2024 Bills

HB 93: Requiring DCFS to Obtain a Warrant

To track the status of this bill, find it on our Legislation Tracker. Click here to contact the sponsor of the bill to share your thoughts, or click here to email your Senator and Representative about it.

Libertas Institute supports this bill

Staff review of this legislation finds that it aligns with our principles and should therefore be passed into law.

In October 2022, ProPublica published an article drawing attention to a pernicious problem: the frequency with which agents of child welfare services agencies do not obtain a warrant before demanding entry to homes to search them.
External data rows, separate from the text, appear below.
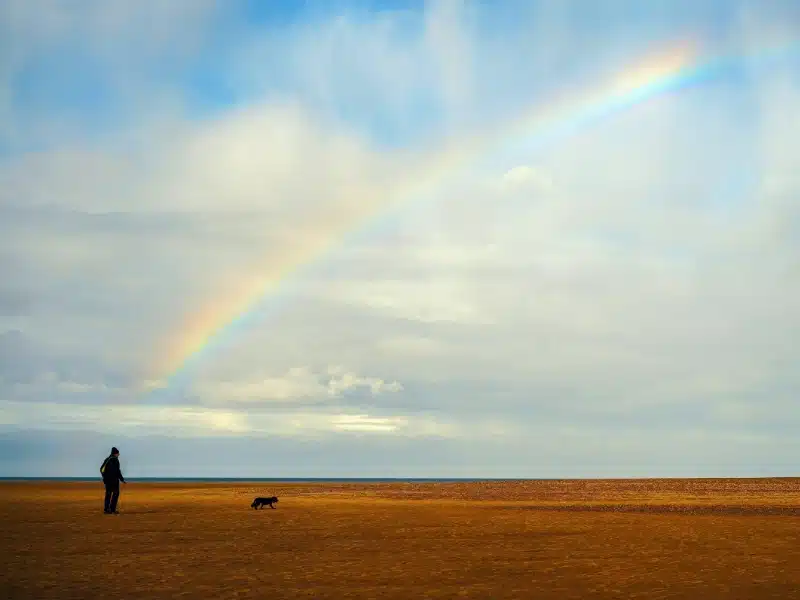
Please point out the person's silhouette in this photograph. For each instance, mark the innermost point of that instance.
(112, 475)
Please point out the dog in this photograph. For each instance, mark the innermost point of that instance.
(260, 502)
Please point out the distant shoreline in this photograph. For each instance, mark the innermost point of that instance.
(357, 480)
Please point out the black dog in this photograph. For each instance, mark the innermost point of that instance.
(260, 502)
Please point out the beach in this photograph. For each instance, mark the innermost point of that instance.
(670, 538)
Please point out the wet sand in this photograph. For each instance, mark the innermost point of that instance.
(691, 539)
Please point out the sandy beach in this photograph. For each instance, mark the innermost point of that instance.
(692, 539)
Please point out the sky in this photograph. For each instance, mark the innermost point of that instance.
(310, 239)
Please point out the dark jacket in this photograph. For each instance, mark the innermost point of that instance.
(110, 470)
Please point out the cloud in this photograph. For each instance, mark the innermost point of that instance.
(189, 213)
(297, 384)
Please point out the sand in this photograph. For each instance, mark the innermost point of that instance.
(698, 539)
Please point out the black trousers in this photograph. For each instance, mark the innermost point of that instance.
(112, 495)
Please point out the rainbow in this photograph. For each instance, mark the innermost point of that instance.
(676, 68)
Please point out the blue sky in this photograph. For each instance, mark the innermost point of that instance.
(618, 301)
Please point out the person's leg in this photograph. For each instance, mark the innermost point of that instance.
(114, 498)
(107, 502)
As the article, explains, the homes of nearly 3.5 million children are searched by these agencies each year, based on available records and documentation—and without a warrant. And only in about five percent of these cases do inspectors even find any evidence of abuse.

There is no social worker exception to the Constitution’s requirement for judicial oversight and a warrant before agents of the government may enter a person’s home without their informed consent. To that end, the law must be made more explicit so there is no room for doubt that a warrant is required in these cases.
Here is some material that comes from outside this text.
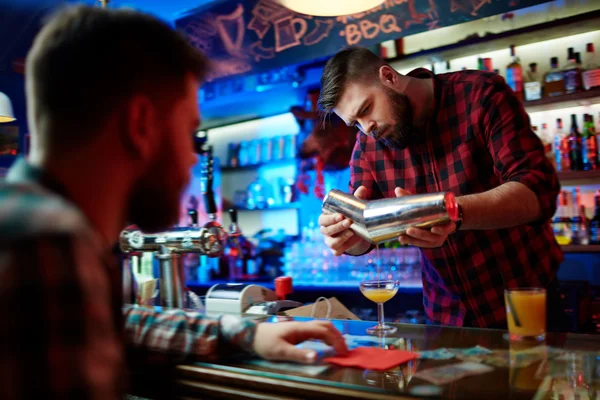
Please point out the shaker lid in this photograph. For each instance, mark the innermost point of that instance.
(451, 207)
To that end, Representative Christine Watkins is sponsoring House Bill 93, which “requires a child welfare caseworker to obtain a warrant before entering a private premises” if the purpose of entering the property is to seek evidence for an investigation to potentially remove a child from the home. Watkins chairs the Child Welfare Legislative Oversight Panel and thus has an inside look into how these investigations are conducted.

Importantly, the bill also requires case workers to have a body camera or other video recording of child removals in order to create more transparency and document these encounters. 

Innocent families should not fear a warrantless bureaucracy with the power to destroy their family. This bill makes sure that social workers are explicitly required to adhere to constitutional protections against unreasonable searches and seizures.